- Ansiedade atinge 65% dos brasileiros em aeroportos, e 90% buscam preparo físico e psicológico frente a voos longos e terminais cheios.
- No último bimestre de 2025, a demanda por voos domésticos deve crescer mais de 12%, com taxa de ocupação acima de 85%.
- Desde novembro, atendimentos ligados à ansiedade e tontura subiram cerca de 18%, e a superlotação elevou a sensação de insegurança física e emocional em até 40%.
- O perfil do viajante mudou: mais famílias, idosos, gestantes e pessoas com condições pré-existentes passam a buscar suporte nos terminais.
- Medidas de preparo preventivo ganham espaço: hidratação, alimentação leve, checagem de medicamentos e avaliação clínica prévia.
A ansiedade cresce nas viagens de fim de ano no Brasil, influenciando o preparo dos passageiros.
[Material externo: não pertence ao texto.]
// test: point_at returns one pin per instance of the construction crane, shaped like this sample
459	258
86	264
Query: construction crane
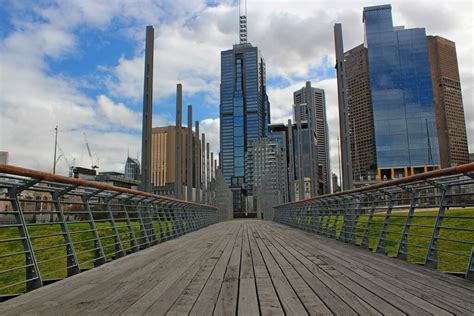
70	166
93	166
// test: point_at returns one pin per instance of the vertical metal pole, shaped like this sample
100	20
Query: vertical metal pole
189	192
131	233
33	276
386	222
147	110
179	107
197	164
432	256
99	250
402	252
118	241
71	261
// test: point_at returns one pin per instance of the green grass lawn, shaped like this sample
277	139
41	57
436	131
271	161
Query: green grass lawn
52	262
418	245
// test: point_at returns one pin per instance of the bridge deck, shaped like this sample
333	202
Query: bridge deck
251	267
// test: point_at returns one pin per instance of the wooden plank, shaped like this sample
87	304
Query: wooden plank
288	298
331	295
313	304
406	303
206	301
228	295
188	297
267	296
435	297
247	303
176	279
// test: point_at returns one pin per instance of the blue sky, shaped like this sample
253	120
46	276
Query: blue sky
79	64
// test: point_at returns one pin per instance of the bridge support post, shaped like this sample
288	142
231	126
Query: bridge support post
382	240
33	276
99	250
432	256
131	233
71	261
402	252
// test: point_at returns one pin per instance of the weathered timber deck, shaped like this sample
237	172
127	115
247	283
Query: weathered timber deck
251	267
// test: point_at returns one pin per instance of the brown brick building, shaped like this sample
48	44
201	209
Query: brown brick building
163	156
361	119
453	148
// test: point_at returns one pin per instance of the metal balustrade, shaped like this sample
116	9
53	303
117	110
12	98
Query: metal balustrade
52	227
426	218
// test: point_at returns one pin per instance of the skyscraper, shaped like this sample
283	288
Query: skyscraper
312	108
244	112
402	97
361	118
453	149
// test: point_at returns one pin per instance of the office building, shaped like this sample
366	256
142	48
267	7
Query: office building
132	169
361	118
163	158
450	120
406	136
244	114
4	157
310	106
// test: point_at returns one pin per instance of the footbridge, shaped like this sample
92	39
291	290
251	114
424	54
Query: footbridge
69	246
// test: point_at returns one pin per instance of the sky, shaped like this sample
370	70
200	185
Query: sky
80	64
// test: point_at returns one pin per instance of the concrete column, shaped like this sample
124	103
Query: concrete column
203	168
145	184
346	162
179	107
197	164
190	155
299	137
291	157
208	170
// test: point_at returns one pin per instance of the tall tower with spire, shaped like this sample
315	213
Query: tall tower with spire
244	111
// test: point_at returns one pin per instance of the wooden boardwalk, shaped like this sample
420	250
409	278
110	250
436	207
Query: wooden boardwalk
250	268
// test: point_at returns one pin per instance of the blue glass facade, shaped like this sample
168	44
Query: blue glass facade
243	109
402	96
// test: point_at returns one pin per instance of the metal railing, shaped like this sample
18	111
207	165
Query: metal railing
426	218
52	227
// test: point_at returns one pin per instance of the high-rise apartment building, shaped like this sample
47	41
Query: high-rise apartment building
310	106
361	118
406	136
453	148
163	158
244	112
132	169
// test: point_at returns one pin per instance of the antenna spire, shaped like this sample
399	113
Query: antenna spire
243	23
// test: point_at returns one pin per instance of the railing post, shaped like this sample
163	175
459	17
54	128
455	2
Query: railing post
432	255
365	237
99	250
72	264
470	266
118	241
33	276
144	239
383	233
131	233
402	252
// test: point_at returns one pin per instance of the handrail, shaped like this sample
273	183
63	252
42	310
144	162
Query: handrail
20	171
426	218
390	183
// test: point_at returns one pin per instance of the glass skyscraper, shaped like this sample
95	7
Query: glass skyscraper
244	111
401	89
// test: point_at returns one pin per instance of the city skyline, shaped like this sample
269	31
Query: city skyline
64	70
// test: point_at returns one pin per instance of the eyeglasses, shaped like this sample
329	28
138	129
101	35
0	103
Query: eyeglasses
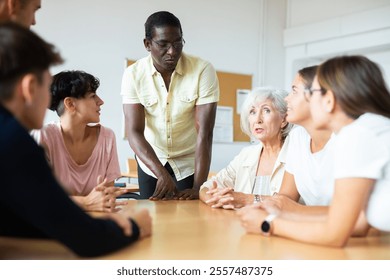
309	92
166	46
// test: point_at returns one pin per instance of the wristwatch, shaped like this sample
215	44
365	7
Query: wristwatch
266	225
257	199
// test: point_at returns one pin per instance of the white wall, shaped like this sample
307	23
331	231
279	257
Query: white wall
342	27
97	35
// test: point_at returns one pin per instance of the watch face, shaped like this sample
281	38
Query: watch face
265	227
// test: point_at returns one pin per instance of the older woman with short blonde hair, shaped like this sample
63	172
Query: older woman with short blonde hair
258	169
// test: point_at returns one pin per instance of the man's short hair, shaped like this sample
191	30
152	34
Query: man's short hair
22	52
160	19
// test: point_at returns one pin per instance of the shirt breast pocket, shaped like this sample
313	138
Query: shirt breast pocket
150	104
187	101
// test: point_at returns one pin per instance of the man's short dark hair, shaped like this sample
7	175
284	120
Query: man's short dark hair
22	52
160	19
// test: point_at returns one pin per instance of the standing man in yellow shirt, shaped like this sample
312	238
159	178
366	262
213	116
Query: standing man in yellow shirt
170	101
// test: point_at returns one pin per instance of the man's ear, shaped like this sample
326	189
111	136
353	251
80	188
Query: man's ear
28	87
147	44
69	104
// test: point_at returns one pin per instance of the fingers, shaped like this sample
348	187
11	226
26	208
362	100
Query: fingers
122	222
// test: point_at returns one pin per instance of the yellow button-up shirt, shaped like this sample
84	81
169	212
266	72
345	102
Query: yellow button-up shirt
170	115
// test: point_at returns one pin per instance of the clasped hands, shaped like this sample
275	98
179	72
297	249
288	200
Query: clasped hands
103	197
166	190
225	198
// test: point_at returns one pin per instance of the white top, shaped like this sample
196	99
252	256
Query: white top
261	185
363	151
312	171
240	174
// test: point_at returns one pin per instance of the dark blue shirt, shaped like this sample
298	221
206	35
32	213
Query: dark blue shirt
33	204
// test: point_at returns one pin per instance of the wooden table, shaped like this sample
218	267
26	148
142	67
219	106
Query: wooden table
191	230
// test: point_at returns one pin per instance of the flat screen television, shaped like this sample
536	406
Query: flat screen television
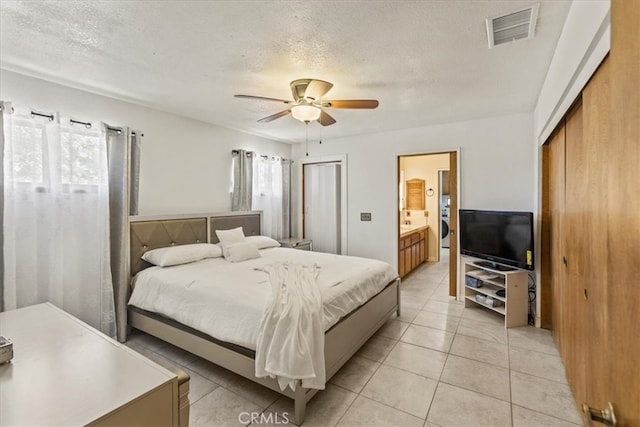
501	237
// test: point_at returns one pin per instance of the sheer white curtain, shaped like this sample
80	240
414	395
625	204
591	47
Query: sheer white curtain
271	183
56	217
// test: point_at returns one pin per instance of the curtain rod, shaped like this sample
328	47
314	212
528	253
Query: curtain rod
86	124
264	156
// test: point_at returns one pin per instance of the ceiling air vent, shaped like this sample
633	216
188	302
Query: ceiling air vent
517	25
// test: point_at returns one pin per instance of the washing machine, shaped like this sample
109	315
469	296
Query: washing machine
445	231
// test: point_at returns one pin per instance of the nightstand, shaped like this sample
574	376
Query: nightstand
297	243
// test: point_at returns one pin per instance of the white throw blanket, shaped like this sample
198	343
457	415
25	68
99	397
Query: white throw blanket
290	345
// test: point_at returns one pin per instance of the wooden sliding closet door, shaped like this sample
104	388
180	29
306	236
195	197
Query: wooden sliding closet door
586	247
623	199
552	230
591	228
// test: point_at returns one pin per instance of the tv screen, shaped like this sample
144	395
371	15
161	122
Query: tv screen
498	236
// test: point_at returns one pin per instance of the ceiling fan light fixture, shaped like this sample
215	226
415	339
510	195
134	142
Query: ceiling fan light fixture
305	113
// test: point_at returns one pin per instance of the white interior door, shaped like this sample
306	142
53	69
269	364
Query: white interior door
322	209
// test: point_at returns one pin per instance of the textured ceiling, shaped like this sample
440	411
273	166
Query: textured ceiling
427	62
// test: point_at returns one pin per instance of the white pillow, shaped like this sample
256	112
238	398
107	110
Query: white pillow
182	254
262	242
242	251
228	238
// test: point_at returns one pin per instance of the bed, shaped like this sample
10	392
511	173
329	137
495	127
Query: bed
348	332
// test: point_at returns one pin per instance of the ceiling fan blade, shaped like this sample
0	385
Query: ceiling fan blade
351	103
325	119
274	116
263	98
316	89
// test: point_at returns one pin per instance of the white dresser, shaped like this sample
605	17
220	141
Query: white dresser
64	372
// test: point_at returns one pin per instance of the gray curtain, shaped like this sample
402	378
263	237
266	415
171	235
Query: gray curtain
134	190
242	180
5	107
286	197
124	168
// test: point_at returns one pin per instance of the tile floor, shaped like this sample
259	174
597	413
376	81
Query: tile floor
438	364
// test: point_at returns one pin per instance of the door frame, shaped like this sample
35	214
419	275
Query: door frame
459	294
336	158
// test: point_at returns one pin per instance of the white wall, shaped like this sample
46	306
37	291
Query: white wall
185	164
583	44
496	172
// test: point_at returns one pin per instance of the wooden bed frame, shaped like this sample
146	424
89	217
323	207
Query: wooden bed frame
341	341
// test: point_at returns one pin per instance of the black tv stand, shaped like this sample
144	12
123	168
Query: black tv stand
494	266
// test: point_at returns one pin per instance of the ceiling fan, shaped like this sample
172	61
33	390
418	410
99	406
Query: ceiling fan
307	105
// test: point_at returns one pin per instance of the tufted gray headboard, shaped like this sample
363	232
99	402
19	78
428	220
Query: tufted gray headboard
250	224
147	233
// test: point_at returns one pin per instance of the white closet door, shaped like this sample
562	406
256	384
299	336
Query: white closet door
322	206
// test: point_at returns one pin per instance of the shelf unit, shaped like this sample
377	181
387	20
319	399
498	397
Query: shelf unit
515	306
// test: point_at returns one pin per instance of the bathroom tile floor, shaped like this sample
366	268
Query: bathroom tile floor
438	364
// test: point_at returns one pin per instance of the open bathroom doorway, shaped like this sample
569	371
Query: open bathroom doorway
427	213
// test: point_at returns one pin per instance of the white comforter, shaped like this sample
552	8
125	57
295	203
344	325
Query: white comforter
291	341
228	300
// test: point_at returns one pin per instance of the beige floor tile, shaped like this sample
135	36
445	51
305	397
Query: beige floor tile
531	338
252	391
428	337
523	417
480	350
324	409
489	331
442	296
437	321
199	386
402	390
454	406
377	348
407	314
477	376
434	275
220	408
483	315
546	396
369	413
539	364
409	301
416	359
355	373
211	371
393	329
178	355
271	419
146	340
452	308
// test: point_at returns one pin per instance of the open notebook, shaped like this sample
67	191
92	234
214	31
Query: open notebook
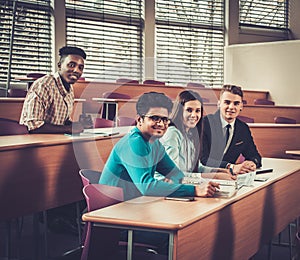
228	188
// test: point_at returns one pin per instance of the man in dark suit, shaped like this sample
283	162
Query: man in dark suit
226	137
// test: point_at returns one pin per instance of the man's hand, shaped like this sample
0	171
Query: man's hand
206	189
74	128
244	167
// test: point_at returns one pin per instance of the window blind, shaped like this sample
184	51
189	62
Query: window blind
272	14
25	39
190	41
111	34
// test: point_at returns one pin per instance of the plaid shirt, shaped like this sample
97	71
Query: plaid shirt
47	101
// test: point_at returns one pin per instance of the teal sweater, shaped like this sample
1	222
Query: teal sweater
132	164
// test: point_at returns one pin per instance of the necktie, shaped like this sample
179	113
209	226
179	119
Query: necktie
227	132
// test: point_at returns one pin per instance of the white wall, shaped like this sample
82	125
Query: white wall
273	66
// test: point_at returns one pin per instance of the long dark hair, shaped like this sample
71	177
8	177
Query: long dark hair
194	134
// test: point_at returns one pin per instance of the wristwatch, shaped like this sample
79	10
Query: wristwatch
231	168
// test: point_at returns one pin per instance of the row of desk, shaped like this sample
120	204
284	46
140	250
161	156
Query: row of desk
40	171
260	113
214	228
45	166
11	108
90	89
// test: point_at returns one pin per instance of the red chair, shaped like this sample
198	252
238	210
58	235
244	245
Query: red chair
284	120
126	121
35	76
260	101
89	176
12	127
111	113
197	85
99	196
16	92
154	82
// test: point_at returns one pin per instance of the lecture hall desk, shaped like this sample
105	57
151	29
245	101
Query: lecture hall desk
40	171
91	89
261	114
214	228
11	107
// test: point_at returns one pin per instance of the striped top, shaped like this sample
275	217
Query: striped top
47	101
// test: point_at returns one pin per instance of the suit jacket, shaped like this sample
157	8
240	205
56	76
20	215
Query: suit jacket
214	143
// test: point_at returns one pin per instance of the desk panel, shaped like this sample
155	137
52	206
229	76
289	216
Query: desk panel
261	114
215	228
39	172
272	140
11	108
87	90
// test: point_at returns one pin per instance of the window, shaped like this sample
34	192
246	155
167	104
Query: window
25	39
111	34
190	41
272	14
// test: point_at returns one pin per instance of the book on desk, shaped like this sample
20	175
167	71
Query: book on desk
228	188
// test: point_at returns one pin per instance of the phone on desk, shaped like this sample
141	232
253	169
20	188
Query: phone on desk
180	198
260	171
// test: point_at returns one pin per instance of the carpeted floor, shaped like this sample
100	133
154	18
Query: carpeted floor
28	248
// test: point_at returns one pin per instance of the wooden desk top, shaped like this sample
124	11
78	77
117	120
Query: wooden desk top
114	100
272	125
155	212
13	142
293	152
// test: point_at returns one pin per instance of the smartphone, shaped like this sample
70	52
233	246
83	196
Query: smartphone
264	171
261	178
180	198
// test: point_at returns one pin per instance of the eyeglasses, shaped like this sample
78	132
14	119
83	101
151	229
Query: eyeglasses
158	119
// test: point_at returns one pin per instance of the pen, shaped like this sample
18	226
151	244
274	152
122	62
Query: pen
110	134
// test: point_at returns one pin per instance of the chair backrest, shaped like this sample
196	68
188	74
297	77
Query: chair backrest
260	101
153	82
89	176
284	120
98	196
17	92
246	119
124	81
115	95
111	113
35	75
101	122
194	84
11	127
126	121
205	100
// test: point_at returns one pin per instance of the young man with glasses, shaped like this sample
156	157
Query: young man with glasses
226	137
139	154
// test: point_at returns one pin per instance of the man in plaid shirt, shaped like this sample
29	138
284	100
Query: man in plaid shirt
49	101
Dados do setor apontam aumento de episódios de pânico, tontura e mal-estar em aeroportos e aeronaves, em meio a voos cheios e filas maiores.
A demanda por voos domésticos deve subir mais de 12% no último bimestre de 2025. A taxa de ocupação prevista pelas companhias é superior a 85%, o que aumenta o tempo de espera e eleva o estresse dos viajantes. Desde novembro, atendimentos ligados à ansiedade aumentaram cerca de 18%.
Mais de 65% dos brasileiros relatam desconforto emocional ao circular por aeroportos, especialmente em períodos de pico. Famílias que retomam deslocamentos, idosos, gestantes e pessoas com condições pré-existentes passaram a representar uma parcela maior da demanda por suporte.
Causas e mudanças no perfil do viajante
A ansiedade recebe impulso de mudanças na rotina, sono irregular e jornadas prolongadas até o destino. O volume maior de passageiros, aliado à superlotação, eleva a sensação de insegurança física e emocional durante a viagem.
Prevenir é tema cada vez mais presente entre médicos e profissionais de saúde. Entre as recomendações estão hidratação adequada, alimentação leve, checagem de medicamentos e avaliação clínica prévia.
Preparo preventivo ganha espaço
O setor de saúde que atua em aeroportos aumenta equipes e reforça protocolos. A triagem foca em sintomas como taquicardia, falta de ar e picos de pressão arterial, além de episódios de desmaio relacionados ao estresse.
A rede Med+ atua em mais de 40 aeroportos e tem observado crescimento na procura por avaliações rápidas e orientações preventivas, tentando conter a ansiedade antes que situações leves evoluam.
Panorama para a temporada
As projeções indicam que a temporada 2025-2026 deve ser uma das mais movimentadas da década, com mais voos internacionais e mais embarques noturnos. Esses fatores podem aumentar o cansaço e a desorientação dos passageiros.
Cuidados básicos permanecem determinantes para reduzir a ansiedade durante o deslocamento: sono regular, alimentação adequada, hidratação e avaliação clínica prévia são apontados como medidas eficazes para uma viagem mais estável.